A la limite cela pourrait se concevoir. Or ce qui ne s’explique pas, mais alors en aucun cas, c’est qu’un homme, un citoyen tunisien qui s’appelle Mohamed Zouari, militant de la branche AL Quassem, le bras armé du Hamas, ait réintégré la Tunisie après la révolution mais qu’il ne soit pas connu des services spécialisés de la police. De surcroît, il s’est beaucoup déplacé vers la Turquie sans parler de son épouse syrienne qui doit figurer sur les tablettes des services des étrangers du ministère de l’intérieur du fait qu’elle attend depuis cinq ans de bénéficier de sa carte de séjour. Autant d’interrogations mais qui mettent sur la sellette les services spécialisés, à commencer par les renseignements.

Pour autant, on ne saurait s’empêcher de déplorer que notre système sécuritaire soit aussi déglingué par les tiraillements politiques et institutionnels. D’abord une police parallèle, montée des temps de la Troïka et qui s’est révélée particulièrement efficace pour effacer les traces menant aux commanditaires des assassins de Chokri Belaid et de Mohamed Brahmi. Des crimes politiques et même, lâchons le mot, des crimes d’Etat évoquant directement l’assassinat de Kennedy.

Mais bien avant, il faudra remonter jusqu’à la funeste période de Farhat Rajhi et de ses « muses révolutionnaires », Sihem Ben Sedrine et Radhia Nasraoui et tous les trois auront mis à mort les services de renseignements et ceux de la police politique. Une police sans services spéciaux et sans renseignements : le résultat est là.

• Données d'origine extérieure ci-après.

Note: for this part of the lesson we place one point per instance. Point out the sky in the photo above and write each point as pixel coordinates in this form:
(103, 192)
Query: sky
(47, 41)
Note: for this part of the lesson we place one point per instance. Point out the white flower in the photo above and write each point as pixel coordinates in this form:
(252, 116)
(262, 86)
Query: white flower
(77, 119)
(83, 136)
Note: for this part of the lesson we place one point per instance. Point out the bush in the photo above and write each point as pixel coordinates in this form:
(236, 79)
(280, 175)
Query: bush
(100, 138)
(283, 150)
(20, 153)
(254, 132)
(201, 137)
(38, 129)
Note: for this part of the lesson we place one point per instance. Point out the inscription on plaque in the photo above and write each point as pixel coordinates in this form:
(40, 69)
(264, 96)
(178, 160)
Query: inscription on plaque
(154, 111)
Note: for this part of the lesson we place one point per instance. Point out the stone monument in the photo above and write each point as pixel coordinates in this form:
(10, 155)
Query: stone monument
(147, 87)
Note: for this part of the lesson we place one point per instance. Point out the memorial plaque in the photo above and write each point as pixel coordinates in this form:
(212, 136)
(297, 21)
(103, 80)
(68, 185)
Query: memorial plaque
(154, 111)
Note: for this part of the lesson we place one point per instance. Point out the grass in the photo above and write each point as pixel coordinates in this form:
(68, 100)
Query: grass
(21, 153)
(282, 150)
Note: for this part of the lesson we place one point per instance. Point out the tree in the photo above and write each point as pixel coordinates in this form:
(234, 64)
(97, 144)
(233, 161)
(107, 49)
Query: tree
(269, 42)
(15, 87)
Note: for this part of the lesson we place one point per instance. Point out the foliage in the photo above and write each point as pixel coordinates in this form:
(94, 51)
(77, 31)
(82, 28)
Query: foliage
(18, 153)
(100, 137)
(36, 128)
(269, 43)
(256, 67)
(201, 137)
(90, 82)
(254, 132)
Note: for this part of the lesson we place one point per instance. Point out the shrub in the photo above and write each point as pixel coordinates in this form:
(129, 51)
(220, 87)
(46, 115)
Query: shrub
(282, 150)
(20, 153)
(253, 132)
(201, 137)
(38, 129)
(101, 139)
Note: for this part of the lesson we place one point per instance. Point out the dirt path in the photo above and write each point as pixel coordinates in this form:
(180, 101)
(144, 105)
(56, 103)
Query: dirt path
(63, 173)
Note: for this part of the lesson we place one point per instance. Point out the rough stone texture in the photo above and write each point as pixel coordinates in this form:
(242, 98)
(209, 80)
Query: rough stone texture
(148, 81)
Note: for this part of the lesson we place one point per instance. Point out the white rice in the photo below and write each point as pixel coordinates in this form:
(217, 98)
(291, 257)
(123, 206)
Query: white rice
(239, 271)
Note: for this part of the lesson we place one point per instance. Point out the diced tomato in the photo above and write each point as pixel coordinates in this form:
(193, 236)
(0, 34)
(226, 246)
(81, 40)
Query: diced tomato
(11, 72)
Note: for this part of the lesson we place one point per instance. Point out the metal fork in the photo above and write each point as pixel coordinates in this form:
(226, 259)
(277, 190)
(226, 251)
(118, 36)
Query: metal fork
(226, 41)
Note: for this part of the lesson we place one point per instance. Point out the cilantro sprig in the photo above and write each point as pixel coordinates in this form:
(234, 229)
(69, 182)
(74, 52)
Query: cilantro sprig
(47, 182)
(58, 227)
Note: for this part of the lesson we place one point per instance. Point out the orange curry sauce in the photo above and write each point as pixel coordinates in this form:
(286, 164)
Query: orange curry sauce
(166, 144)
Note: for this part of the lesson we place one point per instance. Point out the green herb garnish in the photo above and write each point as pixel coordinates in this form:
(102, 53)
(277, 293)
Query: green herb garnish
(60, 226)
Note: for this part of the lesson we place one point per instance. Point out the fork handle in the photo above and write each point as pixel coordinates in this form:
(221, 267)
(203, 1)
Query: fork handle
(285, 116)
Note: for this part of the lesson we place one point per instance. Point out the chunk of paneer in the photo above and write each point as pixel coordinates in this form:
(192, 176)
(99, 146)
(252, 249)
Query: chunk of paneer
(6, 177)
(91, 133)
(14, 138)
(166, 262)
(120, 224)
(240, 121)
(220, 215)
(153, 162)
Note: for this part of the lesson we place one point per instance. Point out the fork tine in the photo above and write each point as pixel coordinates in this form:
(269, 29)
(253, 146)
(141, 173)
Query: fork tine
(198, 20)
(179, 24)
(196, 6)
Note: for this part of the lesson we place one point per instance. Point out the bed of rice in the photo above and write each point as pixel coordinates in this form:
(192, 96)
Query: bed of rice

A cela, il faut bien noter que l’assassinat de Mohamed Zouari a eu lieu en plein cafouillage, avec la démission de Abderrahmane Belhaj Ali, qu’on a vite fait de dépeindre en « héros », en artisan de la sécurité vécue durant une année, mais dont on ne parle pas de la manière dont il a procédé à un nettoyage par le vide au sein des structures du ministère de l’intérieur. Un ministère plus que jamais en besoin d’être restructuré, de replacer les compétences là où elles doivent être. Un ministère de l’intérieur, ce n’est pas du jeu. Et particulièrement en cette époque où le terrorisme sévit partout. Berlin et Ankara et, tout près dans le temps, le Bataclan et La Promenade des Anglais en sont l’illustration. Mais avant eux nous avons eu le Bardo et Sousse.